Bharat, Shivaji and Datta also took a loan of Rs 15 lakh this season, since their battered earnings from last year were not enough to fund this year’s sowing.

“He has become half his size,” said Shivaji about Bharat, explaining that his brother is worried about repaying the loan. In a normal year, loans taken for sowing would be repaid as soon as selling ends. “But with no profits in sight this year,” Shivaji said, “we might have to take more loans to repay it.”

Many farmers like Shivaji prefer to take crop loans from private moneylenders, who offer up to Rs 1 lakh per acre as opposed to government and cooperative banks that only offer loans of Rs 25,000 per acre. But loans from private moneylenders come with high annual interest rates of 14 percent, so the compounding debt is a source of immense stress.

The worst-hit

As we walked through the village with Shivaji, we reached a small clearing where a family of four sorted through a pile of plucked tomatoes. They were separating the good fruits from the others and loading them into crates.

These farm labourers are called vatikars in Maharashtra. A family of four vatikars does not work on a daily wage basis; instead, they get one-third of the farmer’s profits at the end of a season of labour. This labour includes sowing, stringing the crops, spraying pesticides, and loading the harvest. Until the harvest is sold, the farmer gives them money for monthly expenses which is later deducted from their profit share.

Govind Agawale, a vatikar, packing tomatoes to send to the market.
Govind's 12-year-old son Prakash.

“The way these two years have gone, vatikars haven’t even made the bare minimum,” Shivaji said. “In fact, they’re indebted to farmers.”

Govind Agawale, 40, told Newslaundry he’s been working as a vatikar for 15 years. Sitting on an inverted crate and fidgeting with discarded tomatoes, he said he works here with his wife, younger brother, and sister-in-law, staying in tin sheds provided by the farmer for the season and then migrating back to their home across the hills of Akole.

They earn Rs 50,000-1 lakh for an entire tomato season. But this is during a normal year.

“This year, I don’t think I will even be able to recover the monthly expenses,” Govind said. “The thought robs me of sleep every night.”

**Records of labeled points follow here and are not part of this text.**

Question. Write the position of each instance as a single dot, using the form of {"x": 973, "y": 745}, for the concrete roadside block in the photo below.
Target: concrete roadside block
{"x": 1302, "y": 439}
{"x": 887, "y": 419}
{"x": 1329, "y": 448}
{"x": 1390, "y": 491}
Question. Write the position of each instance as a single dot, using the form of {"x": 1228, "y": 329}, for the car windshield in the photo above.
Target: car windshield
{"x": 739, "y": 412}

Govind’s sons Prakash, 12, and Chandrakant, 10, stay with them too, occasionally pitching in with farmwork. Due to the lockdown, they have not gone to school for a year and a half. This also means they did not receive the school’s midday meal, adding to Govind’s household expenses.

Due to his meagre earnings last year, Govind took loans worth Rs 50,000 from various sources. He expects to earn Rs 15,000-20,000 from farmwork this year but his expenses by the end of May have already crossed Rs 30,000. This means he’s already in debt, owing Shivaji Rs 10,000.

“People have not started calling yet, but eventually they will want their money back,” said Govind. “I don’t know where I will get it from.”